Children who received abstinence education were significantly less likely to become sexual active during adolescence than were children who were merely offered classes in safe sex.
Of course, we are talking about the age of the onset of sexual intercourse. If we were merely talking about various forms of pre-coital stimulation there wouldn't be a need to mention condoms.
In the study, one group of children was told that they could choose between abstinence and sexual activity. Another group was told that they could choose between safe and unsafe sex.
The first approach assumed that children, even adolescents, have a choice about whether or not to engage in sexual intercourse. The second approach assumed that they were going to do it anyway, thus, that the issue was whether or not to use a condom.
I find it strange and perplexing that so many people believe that the fundamental moral issue about sexuality is whether or not to use a condom.
Anyway, the abstinence approach is not the province of right-wing zealots and repressed Puritans. When it comes to teen-aged girls-- the target audience of this indoctrination-- most parents would be more than happy that their daughters not rush into ill-considered sexual adventures, even with a condom.
Most parents of teen-aged girls, especially most mothers, are horrified at the prospect of their daughters engaging in advanced sexual experimentation during early adolescence.
The second approach, the condom-based approach-- is the province of most self-appointed experts. Unfortunately, these experts are motivated less by science and more by their own cultural imperatives.
Their ultimate goal is to trump parental authority, the better to induce children to ignore their parents and follow the lead of these Pied Pipers. This will help alienate children from the dominant culture and help turn them into countercultural warriors.

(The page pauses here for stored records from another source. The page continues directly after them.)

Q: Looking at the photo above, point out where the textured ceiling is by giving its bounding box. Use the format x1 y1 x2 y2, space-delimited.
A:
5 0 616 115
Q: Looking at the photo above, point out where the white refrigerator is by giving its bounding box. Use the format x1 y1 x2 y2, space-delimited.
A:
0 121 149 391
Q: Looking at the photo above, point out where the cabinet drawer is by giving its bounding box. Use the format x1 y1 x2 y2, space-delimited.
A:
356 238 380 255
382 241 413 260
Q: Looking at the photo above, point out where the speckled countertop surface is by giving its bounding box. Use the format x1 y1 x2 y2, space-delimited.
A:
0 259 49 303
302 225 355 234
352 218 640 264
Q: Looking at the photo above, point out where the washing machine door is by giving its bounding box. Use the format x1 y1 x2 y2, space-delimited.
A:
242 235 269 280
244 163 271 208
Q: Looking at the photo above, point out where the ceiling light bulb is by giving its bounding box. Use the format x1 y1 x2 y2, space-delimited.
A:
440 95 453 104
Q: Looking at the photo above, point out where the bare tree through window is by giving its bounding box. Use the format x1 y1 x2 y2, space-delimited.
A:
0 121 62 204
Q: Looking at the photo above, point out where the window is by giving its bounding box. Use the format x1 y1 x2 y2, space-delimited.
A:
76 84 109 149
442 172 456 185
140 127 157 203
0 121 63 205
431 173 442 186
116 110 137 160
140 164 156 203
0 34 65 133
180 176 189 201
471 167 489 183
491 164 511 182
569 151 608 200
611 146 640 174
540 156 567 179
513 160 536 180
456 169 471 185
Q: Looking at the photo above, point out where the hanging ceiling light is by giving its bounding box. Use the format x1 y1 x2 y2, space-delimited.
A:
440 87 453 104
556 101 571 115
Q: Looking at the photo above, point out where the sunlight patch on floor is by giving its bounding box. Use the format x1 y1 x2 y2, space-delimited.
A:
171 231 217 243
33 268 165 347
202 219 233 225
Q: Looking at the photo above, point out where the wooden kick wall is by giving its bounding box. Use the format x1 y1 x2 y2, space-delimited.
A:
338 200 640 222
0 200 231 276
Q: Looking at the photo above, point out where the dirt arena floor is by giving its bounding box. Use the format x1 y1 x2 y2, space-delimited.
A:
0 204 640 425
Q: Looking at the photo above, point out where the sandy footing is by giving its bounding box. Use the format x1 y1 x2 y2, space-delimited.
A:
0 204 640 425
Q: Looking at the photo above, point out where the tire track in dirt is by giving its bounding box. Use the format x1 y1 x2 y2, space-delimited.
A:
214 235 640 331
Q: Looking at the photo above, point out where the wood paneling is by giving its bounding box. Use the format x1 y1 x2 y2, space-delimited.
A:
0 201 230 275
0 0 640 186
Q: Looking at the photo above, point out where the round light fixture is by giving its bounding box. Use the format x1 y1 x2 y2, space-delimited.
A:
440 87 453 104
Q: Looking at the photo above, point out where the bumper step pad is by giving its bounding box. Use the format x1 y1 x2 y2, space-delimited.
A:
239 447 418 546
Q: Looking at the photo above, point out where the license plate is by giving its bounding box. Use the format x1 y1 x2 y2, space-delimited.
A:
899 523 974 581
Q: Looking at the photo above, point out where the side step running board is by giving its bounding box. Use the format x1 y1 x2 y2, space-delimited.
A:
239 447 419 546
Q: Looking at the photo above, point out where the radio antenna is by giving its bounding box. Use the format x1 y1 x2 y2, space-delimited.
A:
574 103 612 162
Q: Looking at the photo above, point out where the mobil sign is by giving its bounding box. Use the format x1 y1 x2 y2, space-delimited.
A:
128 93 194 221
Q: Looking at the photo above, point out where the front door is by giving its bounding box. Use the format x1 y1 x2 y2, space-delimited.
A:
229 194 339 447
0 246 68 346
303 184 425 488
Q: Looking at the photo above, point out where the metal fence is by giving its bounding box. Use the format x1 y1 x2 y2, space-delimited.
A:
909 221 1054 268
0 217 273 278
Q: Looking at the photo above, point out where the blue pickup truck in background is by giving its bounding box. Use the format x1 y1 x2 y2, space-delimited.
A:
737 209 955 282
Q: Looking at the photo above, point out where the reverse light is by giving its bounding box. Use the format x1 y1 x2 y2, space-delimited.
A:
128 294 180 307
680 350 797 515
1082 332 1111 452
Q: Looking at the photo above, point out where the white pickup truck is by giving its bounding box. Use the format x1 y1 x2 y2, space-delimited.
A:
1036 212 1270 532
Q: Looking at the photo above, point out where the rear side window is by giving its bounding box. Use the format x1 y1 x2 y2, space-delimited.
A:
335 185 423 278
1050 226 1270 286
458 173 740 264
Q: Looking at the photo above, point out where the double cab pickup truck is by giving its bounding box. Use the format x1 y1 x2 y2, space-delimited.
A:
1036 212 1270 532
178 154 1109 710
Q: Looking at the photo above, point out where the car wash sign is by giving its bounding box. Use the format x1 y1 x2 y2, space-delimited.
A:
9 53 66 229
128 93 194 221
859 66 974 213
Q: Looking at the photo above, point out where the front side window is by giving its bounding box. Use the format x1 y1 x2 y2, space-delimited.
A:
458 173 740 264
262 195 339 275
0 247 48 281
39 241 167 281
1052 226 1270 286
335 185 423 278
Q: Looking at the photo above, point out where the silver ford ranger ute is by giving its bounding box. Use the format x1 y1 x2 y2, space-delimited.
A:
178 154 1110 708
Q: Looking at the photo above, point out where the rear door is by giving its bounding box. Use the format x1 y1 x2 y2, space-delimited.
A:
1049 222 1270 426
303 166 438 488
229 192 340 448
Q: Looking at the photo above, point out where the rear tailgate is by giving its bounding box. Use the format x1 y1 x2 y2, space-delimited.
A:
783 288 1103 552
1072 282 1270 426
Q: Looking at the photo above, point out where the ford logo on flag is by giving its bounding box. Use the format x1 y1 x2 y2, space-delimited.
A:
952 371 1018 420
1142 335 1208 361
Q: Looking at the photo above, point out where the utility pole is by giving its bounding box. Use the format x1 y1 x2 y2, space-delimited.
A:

The experts often base their argument on an assumption that they take as self-evident but that is pure nonsense. They begin by saying that all teenagers are going to do it anyway-- cosi fan tutti, as they used to say-- and therefore that we do them a service by explaining how not to get pregnant or sick.
Call it cultural indoctrination masquerading as hygiene.
Rest assured that children pay close attention to experts. When it comes to sex, especially, they are avid to learn.
They are prone to accept the word of experts as truth, not necessarily about what is good or bad but about what is normal and cool.
They will from their safe sex lessons that adolescent sexual experience is normal, and that if they are not having it they are abnormal.
And yet, the notion that all adolescents at all times and in all places have sex is patent nonsense. All adolescents have burgeoning sexual desires and impulses. All of them are somewhat overwhelmed by these hormonally-induced impulses. They all need time to sort out their feelings and to make an informed decision about how they should live their sexuality.
Being incipient adults adolescents do have a choice. And it is appalling to allow them to believe that if they decide to abstain for a time from random sexual encounters they are abnormal or uncool.
They cannot make an informed decision if the only real choice is whether or not to use a condom.
I am sure that the safe sex approach pays lip service to love. But when it assumes that adolescents are going to be sexually active it leaves little place for the fundamental moral issue concerning sexuality: doing it with the right person at the right time in the right place under the right circumstances.
Everyone gets it wrong from time to time. When you get it wrong you will experience a trauma. Adults have usually developed the emotional skills to deal with such traumas.
Teenage girls most often have not. They are the ones most likely to be traumatized by ill-considered sexual adventures. And they are the ones most prone to adapt self-destructive behaviors in an attempt to deal with painful emotions.
If they have heard that sexuality is a normal and beautiful part of human being they will not understand why they feel so badly. And they will feel even worse about themselves for as much.
To encourage them to incur such risks is simply irresponsible.